In 1970s, there were three failed attempts at creating a women’s center. These attempts—centered on small rooms in Phillips Brooks House and the basement of Lehman Hall—failed because of a lack of funding and adequate space in an accessible and central location.

The new women’s center shares none of these qualities. It will be located in the basement of Canaday Hall, which provides ample space along one of the campus’ main arteries. The center also has unprecedented institutional support—Associate Dean of Harvard College Judith H. Kidd and Assistant Dean of Harvard College Paul J. McLoughlin II are tremendously committed to this endeavor. Evidence of this commitment is the College’s decision to hire a full-time director of the women’s center by the end of this semester. We can confidently say that this time, the women’s center will not fall prey to the pitfalls that have doomed it in the past.

The director will also add a tremendous amount of vitality and support to the center. She or he will serve as a liaison to both the faculty and the administration, whose support is crucial to the center’s success, and to the student body. This second role is particularly important, and the Undergraduate Council (UC) has encouraged the College to choose a director who will prioritize students and their input when creating the center and maintaining it once it opens. We hope that the director will be someone who will create a dynamic institution that will adapt to the needs of students. Although the director’s personality and values are important, an interactive relationship between the director and students is an essential component to creating a student-friendly center that is continually relevant to student life.

In order for the women’s center to succeed, it must respond to the needs of students from the day it opens up. To that end, we were part of a UC-led team that conducted a poll of students and student groups to better understand how a women’s center could best serve the entire Harvard community. Based on the data, we suggested, and the UC passed, three main suggestions about what the women’s center should have in it.

First, the center should centralize resources geared towards serving women. This will include information about women’s groups (including contact information and literature), health-related resources, and career services. It will also include centralizing and pooling the currently disparate and far-flung resources for women’s groups, creating more efficient and robust groups.

Second, the center should provide a flexible meeting space for student groups. Among the thirty women’s groups on campus, only one group, the Radcliffe Choral Society, has a regular meeting space, and even they share that space with the Glee Club. A central meeting space would go a long way to improving the quality of these groups. It should also provide some social space in a relaxed but professional atmosphere.

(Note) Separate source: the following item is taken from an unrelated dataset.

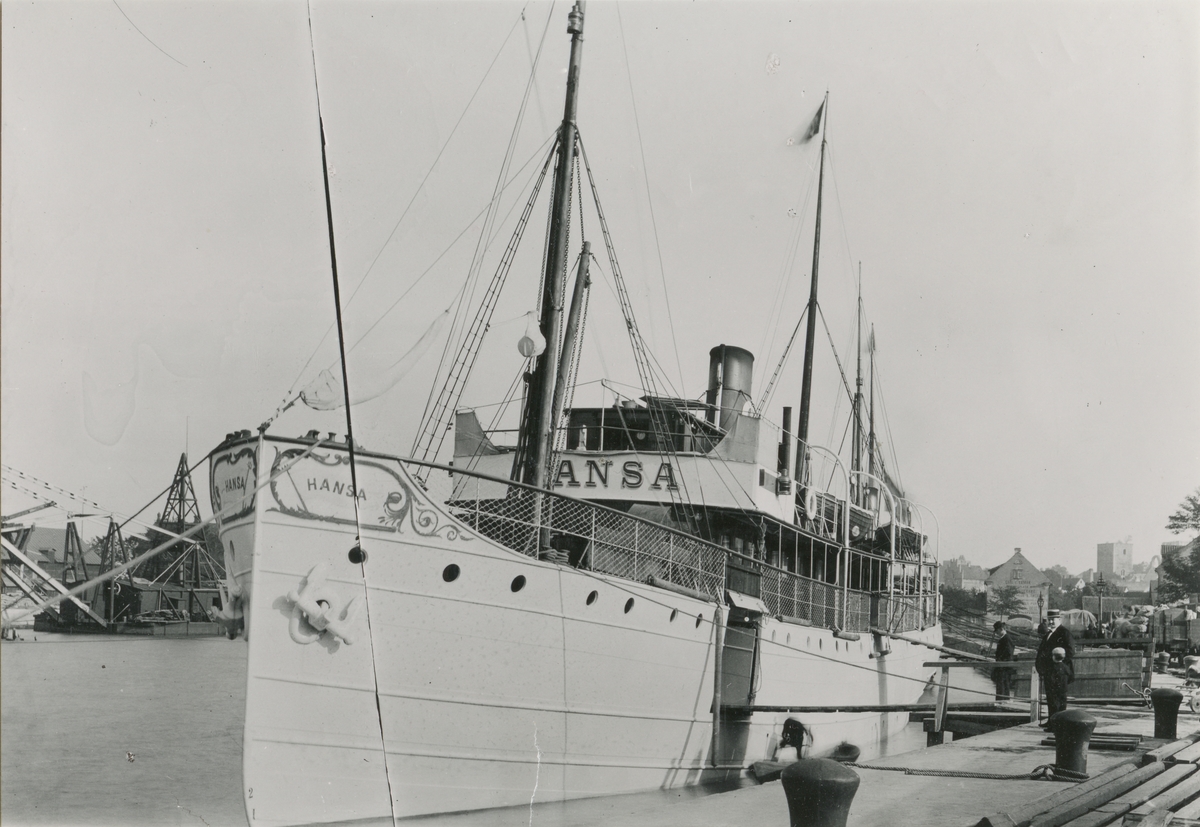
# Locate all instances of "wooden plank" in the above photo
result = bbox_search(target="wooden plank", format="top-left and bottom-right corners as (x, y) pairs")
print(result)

Third, the center should be politically neutral, and this should be written into its mission statement. A great fear of opponents of the women’s center—and even many of its proponents—is that the center could be too leftist or politicized. That is not to say the center should not host events and discussions about divisive issues—it should—but it must commit to being open to all ideas and opinions. As such, we feel that it should not be called “The Harvard Woman’s Center,” a name that in the minds of many connotes a particular political stance and ideology. Instead, the center should be called “The Radcilffe Center,” a title is that reflects in the rich history of women at Harvard and that alludes to the center’s purpose without alienating students.

The lack of a women’s center has concerned women on campus since the movement for a women’s center began in 1971. We hope that the structure of the Radcliffe Center supported by the administration will create an institution that will live up to 35 years of expectations.

Jieun Baek ’09 lives in Straus Hall. Amadi P. Anene ’08 is an environmental science and public policy concentrator in Eliot House. They co-sponsored the Undergraduate Council’s recent position paper on the women’s center.